At 1,857 acres, this expansive northern white cedar bog (extending out from Salmon Brook Lake) supports an array of northern plant species rare in Maine. It is home to the white water lily, pygmy water lily, marsh valerian, northern valerian, swamp pink, swamp honeysuckle, small round-leaf orchid, purple pyrola, Lapland buttercup, and showy lady’s slippers. Two portions of the bog are registered with the State’s Critical Areas Program, while other areas are designated as a state “ecological reserve” due to their diverse natural communities and potential value for research.
The bog’s ecological significance prompted The Nature Conservancy to join local citizens in seeking its protection, with funding support from the Land for Maine’s Future (LMF) program and other sources. Because this property constitutes 1.74 percent of Perham’s state valuation, the project went before voters for a public hearing and vote. They endorsed the project and the Bureau of Parks and Lands now owns and manages the property.

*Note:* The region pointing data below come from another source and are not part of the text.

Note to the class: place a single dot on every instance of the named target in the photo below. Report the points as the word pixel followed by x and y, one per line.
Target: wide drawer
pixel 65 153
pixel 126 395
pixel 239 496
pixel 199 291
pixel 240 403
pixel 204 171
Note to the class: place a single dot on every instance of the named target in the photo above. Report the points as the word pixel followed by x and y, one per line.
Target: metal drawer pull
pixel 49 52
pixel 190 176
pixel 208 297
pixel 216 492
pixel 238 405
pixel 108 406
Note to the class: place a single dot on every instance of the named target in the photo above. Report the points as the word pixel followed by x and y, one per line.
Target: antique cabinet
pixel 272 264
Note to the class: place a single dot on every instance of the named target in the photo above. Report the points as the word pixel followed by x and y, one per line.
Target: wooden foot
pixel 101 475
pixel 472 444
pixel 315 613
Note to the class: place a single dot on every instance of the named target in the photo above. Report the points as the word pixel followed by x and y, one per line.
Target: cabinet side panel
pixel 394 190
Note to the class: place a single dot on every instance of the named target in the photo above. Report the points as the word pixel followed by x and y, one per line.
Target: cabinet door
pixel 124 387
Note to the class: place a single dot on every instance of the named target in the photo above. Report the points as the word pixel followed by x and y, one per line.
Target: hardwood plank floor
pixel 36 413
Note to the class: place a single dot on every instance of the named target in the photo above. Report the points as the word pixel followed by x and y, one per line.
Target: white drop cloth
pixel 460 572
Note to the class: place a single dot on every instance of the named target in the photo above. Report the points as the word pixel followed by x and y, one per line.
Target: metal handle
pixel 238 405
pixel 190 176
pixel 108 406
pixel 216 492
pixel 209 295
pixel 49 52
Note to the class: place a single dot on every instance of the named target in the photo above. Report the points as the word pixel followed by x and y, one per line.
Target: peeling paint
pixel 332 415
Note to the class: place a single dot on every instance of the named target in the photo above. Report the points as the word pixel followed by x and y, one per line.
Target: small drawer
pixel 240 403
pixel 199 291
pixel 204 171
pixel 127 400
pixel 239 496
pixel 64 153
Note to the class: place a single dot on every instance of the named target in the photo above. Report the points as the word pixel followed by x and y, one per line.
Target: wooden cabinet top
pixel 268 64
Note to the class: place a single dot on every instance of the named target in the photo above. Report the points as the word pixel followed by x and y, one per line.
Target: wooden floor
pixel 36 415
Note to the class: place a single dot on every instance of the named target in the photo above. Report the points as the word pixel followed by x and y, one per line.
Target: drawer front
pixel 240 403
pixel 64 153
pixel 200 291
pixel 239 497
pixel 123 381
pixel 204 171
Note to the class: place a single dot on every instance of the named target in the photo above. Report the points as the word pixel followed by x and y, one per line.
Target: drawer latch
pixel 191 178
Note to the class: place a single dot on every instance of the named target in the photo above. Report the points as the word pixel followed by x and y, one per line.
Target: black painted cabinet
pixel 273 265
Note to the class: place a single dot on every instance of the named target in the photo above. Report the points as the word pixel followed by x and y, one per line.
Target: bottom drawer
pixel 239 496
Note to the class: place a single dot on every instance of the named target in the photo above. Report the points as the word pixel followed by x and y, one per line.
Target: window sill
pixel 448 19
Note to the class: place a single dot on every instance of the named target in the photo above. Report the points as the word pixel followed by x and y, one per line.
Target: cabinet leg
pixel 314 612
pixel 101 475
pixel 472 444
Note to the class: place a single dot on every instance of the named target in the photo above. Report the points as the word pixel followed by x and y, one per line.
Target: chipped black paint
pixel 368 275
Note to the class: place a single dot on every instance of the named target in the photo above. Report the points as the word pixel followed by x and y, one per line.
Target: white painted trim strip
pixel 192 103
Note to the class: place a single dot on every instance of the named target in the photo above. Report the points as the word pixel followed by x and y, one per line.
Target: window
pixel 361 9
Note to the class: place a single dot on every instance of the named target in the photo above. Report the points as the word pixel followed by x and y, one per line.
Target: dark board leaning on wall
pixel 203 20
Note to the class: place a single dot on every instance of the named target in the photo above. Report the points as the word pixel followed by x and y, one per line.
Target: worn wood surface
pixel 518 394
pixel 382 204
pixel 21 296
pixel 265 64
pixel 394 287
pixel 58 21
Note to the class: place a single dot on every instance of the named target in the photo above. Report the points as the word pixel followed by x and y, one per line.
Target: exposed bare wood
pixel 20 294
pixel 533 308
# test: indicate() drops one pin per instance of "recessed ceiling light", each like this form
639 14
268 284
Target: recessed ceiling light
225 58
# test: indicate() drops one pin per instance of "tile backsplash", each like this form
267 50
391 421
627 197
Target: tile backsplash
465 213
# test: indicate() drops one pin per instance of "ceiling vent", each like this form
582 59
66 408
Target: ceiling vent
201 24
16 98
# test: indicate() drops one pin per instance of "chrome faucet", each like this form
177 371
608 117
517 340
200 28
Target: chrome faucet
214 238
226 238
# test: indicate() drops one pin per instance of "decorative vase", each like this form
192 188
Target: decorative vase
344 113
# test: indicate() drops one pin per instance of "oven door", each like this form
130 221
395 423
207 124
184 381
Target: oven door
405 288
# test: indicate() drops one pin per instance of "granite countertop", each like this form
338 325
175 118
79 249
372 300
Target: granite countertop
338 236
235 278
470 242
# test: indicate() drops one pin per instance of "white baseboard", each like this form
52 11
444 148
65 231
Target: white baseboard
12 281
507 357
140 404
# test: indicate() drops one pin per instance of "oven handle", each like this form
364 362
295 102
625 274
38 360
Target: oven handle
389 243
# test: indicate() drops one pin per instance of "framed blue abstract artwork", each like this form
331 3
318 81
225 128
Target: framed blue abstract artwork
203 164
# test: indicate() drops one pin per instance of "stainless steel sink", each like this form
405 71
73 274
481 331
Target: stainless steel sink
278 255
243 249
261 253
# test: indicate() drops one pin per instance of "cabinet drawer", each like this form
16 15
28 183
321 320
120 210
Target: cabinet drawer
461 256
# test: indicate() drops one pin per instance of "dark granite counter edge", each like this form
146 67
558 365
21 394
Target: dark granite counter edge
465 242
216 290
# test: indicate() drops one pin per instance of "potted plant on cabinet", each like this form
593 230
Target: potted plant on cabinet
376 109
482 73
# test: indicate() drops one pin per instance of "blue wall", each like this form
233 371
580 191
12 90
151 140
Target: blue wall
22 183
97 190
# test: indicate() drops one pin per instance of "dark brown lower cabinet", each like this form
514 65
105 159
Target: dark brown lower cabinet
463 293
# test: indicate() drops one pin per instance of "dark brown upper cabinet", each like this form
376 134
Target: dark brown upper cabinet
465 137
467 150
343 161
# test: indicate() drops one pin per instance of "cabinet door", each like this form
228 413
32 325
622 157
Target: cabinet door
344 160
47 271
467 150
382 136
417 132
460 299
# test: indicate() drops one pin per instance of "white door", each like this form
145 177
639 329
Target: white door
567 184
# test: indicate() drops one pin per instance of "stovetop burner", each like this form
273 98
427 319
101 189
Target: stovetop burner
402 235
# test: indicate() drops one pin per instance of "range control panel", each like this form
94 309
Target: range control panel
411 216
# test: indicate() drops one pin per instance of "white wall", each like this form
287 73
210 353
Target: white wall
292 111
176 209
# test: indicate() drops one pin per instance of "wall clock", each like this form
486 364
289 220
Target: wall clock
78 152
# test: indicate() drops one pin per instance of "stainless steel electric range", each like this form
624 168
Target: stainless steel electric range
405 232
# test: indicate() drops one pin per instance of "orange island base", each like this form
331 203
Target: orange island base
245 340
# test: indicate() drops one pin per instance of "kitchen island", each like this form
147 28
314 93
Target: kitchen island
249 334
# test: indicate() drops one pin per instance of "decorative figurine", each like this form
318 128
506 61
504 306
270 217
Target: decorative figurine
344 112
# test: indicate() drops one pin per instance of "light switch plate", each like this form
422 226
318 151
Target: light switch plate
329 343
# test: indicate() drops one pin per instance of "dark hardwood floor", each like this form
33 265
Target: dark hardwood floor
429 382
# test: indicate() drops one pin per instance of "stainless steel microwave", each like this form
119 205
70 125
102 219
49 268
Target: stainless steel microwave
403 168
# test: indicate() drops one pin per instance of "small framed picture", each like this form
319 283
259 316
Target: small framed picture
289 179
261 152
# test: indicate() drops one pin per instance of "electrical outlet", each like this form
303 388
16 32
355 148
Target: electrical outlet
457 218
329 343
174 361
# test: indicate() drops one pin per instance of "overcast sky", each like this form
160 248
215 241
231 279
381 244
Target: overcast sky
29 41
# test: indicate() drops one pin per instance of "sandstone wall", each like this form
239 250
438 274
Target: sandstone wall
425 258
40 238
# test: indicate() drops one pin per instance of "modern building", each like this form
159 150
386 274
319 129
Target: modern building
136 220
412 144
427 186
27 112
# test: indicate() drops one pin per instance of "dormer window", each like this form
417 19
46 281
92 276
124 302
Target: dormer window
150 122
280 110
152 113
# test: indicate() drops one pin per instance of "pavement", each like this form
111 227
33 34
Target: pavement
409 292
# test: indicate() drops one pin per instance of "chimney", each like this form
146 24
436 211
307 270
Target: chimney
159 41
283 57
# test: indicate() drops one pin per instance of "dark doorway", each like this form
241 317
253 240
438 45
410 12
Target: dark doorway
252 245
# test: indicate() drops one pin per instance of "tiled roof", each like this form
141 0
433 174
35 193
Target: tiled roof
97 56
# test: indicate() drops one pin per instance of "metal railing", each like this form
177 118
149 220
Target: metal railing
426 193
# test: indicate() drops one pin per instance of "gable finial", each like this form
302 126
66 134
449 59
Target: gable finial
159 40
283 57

Salmon Brook Lake Bog is rich in recreational offerings as well as ecological significance. Its abundant wildlife, waterfowl, and wading birds make it popular with hunters, fishermen and trappers. Snowmobilers and mountain bikers cross the bog along the Aroostook Valley Rail Trail, another LMF project.

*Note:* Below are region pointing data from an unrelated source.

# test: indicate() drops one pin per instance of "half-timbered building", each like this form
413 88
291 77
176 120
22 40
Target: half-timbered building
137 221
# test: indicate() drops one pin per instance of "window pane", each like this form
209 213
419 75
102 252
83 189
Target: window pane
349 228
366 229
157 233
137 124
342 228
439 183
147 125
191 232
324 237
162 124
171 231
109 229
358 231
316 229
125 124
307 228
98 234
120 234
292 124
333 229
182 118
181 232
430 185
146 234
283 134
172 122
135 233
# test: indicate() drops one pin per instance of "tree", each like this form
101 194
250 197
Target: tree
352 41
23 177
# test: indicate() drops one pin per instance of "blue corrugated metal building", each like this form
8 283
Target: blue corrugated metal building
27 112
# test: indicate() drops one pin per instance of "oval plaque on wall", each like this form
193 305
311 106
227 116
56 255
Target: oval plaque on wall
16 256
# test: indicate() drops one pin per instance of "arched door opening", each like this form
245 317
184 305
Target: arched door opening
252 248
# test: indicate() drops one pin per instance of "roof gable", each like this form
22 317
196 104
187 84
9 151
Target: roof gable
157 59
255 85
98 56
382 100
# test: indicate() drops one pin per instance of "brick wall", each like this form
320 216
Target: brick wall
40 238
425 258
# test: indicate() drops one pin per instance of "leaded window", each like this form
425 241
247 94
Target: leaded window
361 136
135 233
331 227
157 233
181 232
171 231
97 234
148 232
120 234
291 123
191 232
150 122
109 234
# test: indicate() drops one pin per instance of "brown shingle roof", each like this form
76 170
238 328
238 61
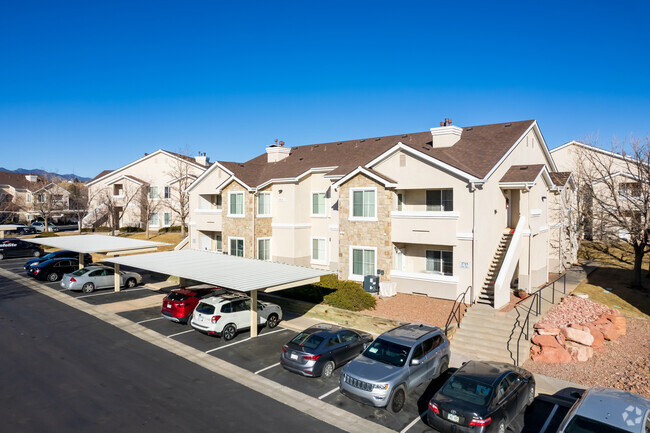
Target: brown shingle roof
19 180
559 178
522 173
476 153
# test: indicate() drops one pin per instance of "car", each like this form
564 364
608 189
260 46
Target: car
57 254
481 397
39 226
95 277
53 269
179 305
12 247
607 410
318 350
225 315
394 364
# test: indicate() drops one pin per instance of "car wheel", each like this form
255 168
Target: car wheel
328 369
229 332
531 395
272 320
397 400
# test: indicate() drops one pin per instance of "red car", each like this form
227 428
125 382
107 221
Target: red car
179 305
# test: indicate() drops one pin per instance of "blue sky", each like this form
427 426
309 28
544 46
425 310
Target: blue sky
87 86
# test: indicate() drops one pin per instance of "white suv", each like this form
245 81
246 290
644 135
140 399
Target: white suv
225 315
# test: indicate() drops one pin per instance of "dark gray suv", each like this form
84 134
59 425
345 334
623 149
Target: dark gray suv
394 364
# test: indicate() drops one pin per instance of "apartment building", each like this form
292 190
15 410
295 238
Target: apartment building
431 212
150 189
26 197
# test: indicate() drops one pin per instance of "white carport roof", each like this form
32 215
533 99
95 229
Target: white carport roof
230 272
97 244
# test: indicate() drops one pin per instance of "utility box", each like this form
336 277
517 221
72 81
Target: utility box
371 283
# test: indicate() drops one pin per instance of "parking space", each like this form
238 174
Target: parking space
261 356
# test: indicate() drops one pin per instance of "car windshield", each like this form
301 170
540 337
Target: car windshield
387 352
80 272
579 424
467 390
307 341
175 296
205 308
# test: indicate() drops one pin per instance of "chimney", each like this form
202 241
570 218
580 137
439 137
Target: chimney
202 159
446 135
277 152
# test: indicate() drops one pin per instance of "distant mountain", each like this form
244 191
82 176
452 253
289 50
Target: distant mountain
47 174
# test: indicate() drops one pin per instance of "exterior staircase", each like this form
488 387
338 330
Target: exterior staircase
486 295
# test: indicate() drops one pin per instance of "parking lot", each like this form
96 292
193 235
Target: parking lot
261 356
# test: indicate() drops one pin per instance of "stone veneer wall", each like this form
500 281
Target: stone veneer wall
238 227
365 233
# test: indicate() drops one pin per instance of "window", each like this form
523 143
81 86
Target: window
318 246
363 262
318 203
440 200
237 247
364 203
264 249
236 204
440 262
264 204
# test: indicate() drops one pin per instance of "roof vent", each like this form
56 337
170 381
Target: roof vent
446 135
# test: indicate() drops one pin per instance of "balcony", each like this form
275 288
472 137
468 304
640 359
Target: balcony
424 227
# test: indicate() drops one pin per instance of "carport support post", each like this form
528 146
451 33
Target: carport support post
253 313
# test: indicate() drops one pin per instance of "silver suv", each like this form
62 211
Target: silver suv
394 364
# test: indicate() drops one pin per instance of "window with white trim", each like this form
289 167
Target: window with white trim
264 204
440 262
440 200
318 251
237 247
318 204
236 205
364 203
264 249
364 262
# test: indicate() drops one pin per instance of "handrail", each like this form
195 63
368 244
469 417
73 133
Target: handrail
455 309
535 300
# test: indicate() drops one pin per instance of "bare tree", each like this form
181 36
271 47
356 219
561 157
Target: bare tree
618 185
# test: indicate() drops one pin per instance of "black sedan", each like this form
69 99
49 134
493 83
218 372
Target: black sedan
53 269
481 397
55 255
318 350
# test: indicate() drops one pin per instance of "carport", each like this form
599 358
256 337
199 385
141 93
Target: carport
108 245
229 272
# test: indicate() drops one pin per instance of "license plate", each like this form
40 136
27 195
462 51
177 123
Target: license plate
452 417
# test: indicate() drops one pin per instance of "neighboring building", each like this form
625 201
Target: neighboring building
26 197
427 211
151 189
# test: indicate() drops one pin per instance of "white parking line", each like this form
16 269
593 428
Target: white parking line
328 393
548 420
267 368
111 293
179 333
415 421
149 320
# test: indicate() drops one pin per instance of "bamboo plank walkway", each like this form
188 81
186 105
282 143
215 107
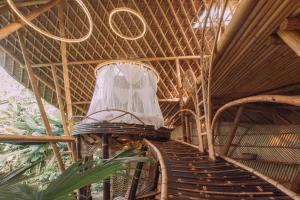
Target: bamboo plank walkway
191 175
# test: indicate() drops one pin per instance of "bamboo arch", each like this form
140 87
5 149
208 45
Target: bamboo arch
280 99
198 125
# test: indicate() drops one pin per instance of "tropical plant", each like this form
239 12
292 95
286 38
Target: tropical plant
76 176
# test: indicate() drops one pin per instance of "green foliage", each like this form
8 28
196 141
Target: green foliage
76 176
21 116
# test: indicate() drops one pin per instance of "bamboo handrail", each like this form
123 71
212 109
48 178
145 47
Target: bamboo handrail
164 178
31 138
267 179
292 100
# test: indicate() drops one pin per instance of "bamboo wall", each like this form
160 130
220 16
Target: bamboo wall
277 148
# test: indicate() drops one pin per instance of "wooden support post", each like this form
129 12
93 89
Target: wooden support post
63 49
232 131
105 153
136 177
181 103
187 128
5 31
71 145
38 97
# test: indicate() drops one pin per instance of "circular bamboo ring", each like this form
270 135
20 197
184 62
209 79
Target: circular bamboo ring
138 15
101 65
81 4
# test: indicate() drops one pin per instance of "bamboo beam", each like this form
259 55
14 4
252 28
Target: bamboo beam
279 99
296 183
232 131
71 146
160 100
181 102
291 39
35 89
188 128
5 31
290 24
105 154
63 49
129 59
164 174
32 139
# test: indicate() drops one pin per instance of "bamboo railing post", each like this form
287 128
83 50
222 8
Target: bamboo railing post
105 154
232 131
66 77
71 145
187 127
39 99
181 103
5 31
136 176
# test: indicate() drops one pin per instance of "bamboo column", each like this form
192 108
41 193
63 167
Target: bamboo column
136 176
10 28
105 153
66 77
71 145
181 103
39 99
233 131
187 128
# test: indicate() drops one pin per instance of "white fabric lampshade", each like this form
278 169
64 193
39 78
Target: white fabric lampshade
129 87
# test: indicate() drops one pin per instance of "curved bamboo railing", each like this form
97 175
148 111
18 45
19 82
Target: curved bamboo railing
164 178
291 100
213 24
276 184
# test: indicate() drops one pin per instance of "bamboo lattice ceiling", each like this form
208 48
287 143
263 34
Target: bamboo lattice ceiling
169 34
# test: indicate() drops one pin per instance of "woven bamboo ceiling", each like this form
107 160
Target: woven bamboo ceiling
169 34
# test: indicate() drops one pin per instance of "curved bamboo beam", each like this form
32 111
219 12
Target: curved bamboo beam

Please note: The vehicular uses listed refer only to the Aroostook Valley Rail Trail, not to wetland portions of the property.
Bird & other wildlife watching, hiking, snowshoeing, cross-country skiing, hunting, fishing, mountain biking, and snowmobiling
Northern Maine – Aroostook
Directions from nearest town
DeLorme Maine Atlas and Gazetteer Map 64, B-3/4. From Perham, go north on Route 228 for 2.5 miles. At the intersection with High Meadow Road (where Route 228 turns abruptly right), turn left. Continue .3 miles, turning right on the dirt Salmon Lake Road.